Our admonition hereby declares: if any brother dares to violate these rulings and commits what has been forbidden, let him know that he is to be removed from his office. He will not share Our communion who refuses to share Our discipline. And lest anything appear to have been passed over, We command your beloved brotherhood to uphold all the decretal ordinances of the blessed Innocent and of all Our predecessors concerning ecclesiastical orders and canonical discipline — so that anyone who transgresses them may know that forgiveness will henceforth be denied.

Dated the sixth day before the Ides of October, in the consulship of the most illustrious Maximus, for the second time, and Paterius.

Source/Reference

Notes / Historical Commentary

Letter IV, dated October 10, 443, is one of Leo’s earliest surviving circular letters — addressed not to a single bishop but to all the bishops of the central and southern Italian regions and, in its closing formula, implicitly to all provinces. This format — the encyclical rescript issued to a whole regional episcopate simultaneously — is one of Leo’s characteristic instruments of governance, and it appears here fully formed within the first three years of his pontificate.

The three canonical subjects of the letter — the ordination of slaves without masters’ consent, the marriage discipline required for clergy, and the prohibition on usury — are not novel inventions of Leo’s. All three appear in earlier papal decretals and conciliar canons. What is characteristically Leonine is the mechanism by which they are enforced: not through a local synod or a metropolitan’s judgment, but through a direct papal rescript issued over Leo’s own name and authority to an entire region’s episcopate, with the threat of removal from office and exclusion from communion for any bishop who fails to comply.

The most significant passage for the primacy question is in Chapter II: hoc nobis specialiter vindicante — “We specifically reserve this to Ourselves.” Leo is not merely ruling that bigamists and widowers’ husbands must be removed from orders. He is specifying that this class of judgment belongs peculiarly to the Roman see’s own jurisdiction. The local bishop cannot exercise discretion here; the ruling comes from Rome, and its enforcement is accountable to Rome. This is the structure of a supreme jurisdiction, not a fraternal advisory role.
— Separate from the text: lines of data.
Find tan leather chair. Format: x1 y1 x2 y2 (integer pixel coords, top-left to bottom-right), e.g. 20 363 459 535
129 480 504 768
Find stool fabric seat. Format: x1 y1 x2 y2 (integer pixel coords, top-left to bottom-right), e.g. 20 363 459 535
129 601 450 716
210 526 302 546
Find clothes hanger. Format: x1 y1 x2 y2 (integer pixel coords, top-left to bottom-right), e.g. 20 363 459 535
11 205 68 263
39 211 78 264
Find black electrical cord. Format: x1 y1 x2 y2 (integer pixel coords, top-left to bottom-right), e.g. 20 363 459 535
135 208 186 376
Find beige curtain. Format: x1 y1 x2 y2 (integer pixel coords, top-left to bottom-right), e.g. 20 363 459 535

Chapter V’s closing is equally pointed. The threat of exclusion from “Our communion” — communionis nostrae — frames Roman communion as the thing at stake in episcopal compliance. A bishop who refuses Leo’s discipline is not merely in disagreement with a more senior colleague; he has stepped outside the communion of which the Roman see is the center and standard. Crucially, Leo does not present this as his own innovation: he explicitly grounds it in “the blessed Innocent and all Our predecessors” — the continuous chain of Roman bishops whose decretal legislation he is transmitting and applying. The authority he exercises here is inherited, not invented.

The letter is dated October 10, 443 — one of the earliest of Leo’s letters that can be precisely dated. Its recipient list confirms something equally important: that this kind of universal supervisory jurisdiction was not something Leo reached for in moments of crisis. He exercised it routinely, from the beginning of his pontificate, because it was the ordinary business of the office he had received.